A Guide to Evaluating Data Observability Tools

Two decades ago, if someone had questioned the need for application performance monitoring (APM) to perform deep analysis of metrics, traces, and logs, they would be eating their words today. Today, the APM (and the log management) industry is thriving with a cadre of high-profile vendors.

As the enterprise technology focus shifts from applications to data, we are at the same inflection point for observing data, data pipelines, and event streams. The time for data observability has arrived as its own distinct product category. There is already a groundswell of product offerings accompanied by a lot of top VC dollars in this space, which makes the rationale for data observability to be a standalone category even more imminent in the year 2022.

As with any new product category, there will be differences in what makes up must-have features and what are nice-to-have features. Hence, this note provides an evaluation criteria. Enterprise leaders looking to deploy data observability tools can use these criteria to evaluate their shortlisted vendors.

Key Takeaways

The data observability space is rapidly maturing. Key takeaways include:

  • A comprehensive data observability layer extends beyond data and into the applications and infrastructure layers. When you have all three, a complete picture emerges of your data’s journey and its interactions with the infrastructure. When any one layer is missing, the observed data can lead to an incomplete representation of the state of the data.
  • The data observability environment should be almost invisible by providing a minimal footprint deployment that automatically scales and does not add significant performance overhead to the already stretched pipeline.
  • IT professionals need ease of use and manageability of the data observability environment to ensure its strong adoption.

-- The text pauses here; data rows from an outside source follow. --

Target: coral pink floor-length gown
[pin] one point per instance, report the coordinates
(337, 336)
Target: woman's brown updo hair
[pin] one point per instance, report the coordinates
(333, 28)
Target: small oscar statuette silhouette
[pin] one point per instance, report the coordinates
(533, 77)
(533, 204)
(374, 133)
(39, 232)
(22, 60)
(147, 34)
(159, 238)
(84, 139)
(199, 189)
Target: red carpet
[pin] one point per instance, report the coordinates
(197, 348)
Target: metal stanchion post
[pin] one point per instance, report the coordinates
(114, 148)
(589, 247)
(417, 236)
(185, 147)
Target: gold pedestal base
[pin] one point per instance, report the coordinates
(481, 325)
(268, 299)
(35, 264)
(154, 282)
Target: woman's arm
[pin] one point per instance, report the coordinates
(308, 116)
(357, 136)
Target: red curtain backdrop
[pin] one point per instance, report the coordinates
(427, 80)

It is hard to realize the value of data observability with limited and partial use.

Recommendations

Data and analytics professionals responsible for ensuring a healthy end-to-end pipeline should consider data observation to:

  • Enable application modernization and data transformation activities by optimizing the data engineering team resources.
  • Reduce the cost of rework and remediation by “shifting left” the detection of errors and anomalies for voluminous data.
  • Scale the runtime environment to meet an increase in demand in the most cost effective manner.

Analysis

Observability is not a luxury. It is the window into a complex environment that is used to ensure the success of your enterprise data initiatives. It is especially critical for data infrastructures that are growing rapidly and are struggling to drive revenue and cost savings. When the environment comprises open-source and proprietary products spread across on-premises data centers and multi-cloud, observability becomes the glue to tie together various moving parts of the architecture.

To learn more about data observability, please refer to these articles — What is Data Observability? and Data Observability Accelerates Modern Data Stack Adoption.

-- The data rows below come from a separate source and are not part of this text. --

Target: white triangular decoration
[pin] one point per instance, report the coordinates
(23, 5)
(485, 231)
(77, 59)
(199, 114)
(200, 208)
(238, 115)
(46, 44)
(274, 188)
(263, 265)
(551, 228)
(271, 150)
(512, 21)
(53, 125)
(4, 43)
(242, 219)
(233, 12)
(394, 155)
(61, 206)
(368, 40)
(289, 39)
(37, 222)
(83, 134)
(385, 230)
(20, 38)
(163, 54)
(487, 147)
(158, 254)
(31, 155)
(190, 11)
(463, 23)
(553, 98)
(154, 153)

Data management has been lagging industry-leading methodologies and approaches when compared to the rest of the IT stack. It is only now that data assets are being thought of as data products. Data has also finally adopted decade-old DevOps concepts and is now actively developing its DataOps practices. In the same vein, observability practices are now becoming standard operating principles for modern data teams.

Figure 1 shows the observability space, specifically for the IT teams.

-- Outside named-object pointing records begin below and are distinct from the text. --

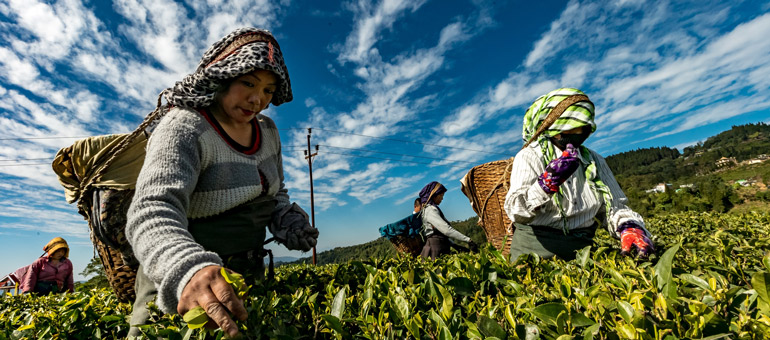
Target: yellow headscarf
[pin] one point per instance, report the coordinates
(56, 244)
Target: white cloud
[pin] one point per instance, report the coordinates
(370, 21)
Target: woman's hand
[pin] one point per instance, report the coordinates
(208, 289)
(559, 170)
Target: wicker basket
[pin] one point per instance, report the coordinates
(120, 275)
(107, 221)
(408, 245)
(485, 186)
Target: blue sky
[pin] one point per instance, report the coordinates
(455, 76)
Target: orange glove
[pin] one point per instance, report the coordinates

Figure 1. Observability data categories — IT focus.

Established observability products, such as Splunk, Datadog, AppDynamics, New Relic, and others are focused on infrastructure and operations metrics, but they don’t know, or care about, about data’s context or its meaning. They are in the “observability data’’ space, compared to the new field of “data observability”. Figure 2 shows how this space is witnessing massive growth. There are already over a dozen companies offering some aspect of observability that is being leveraged by the business teams.

Figure 2. Data observability categories — business focus

This report is focused on a few of the areas of Figure 1 that make up the “data observability” space, such as data operations, data quality, and data pipeline.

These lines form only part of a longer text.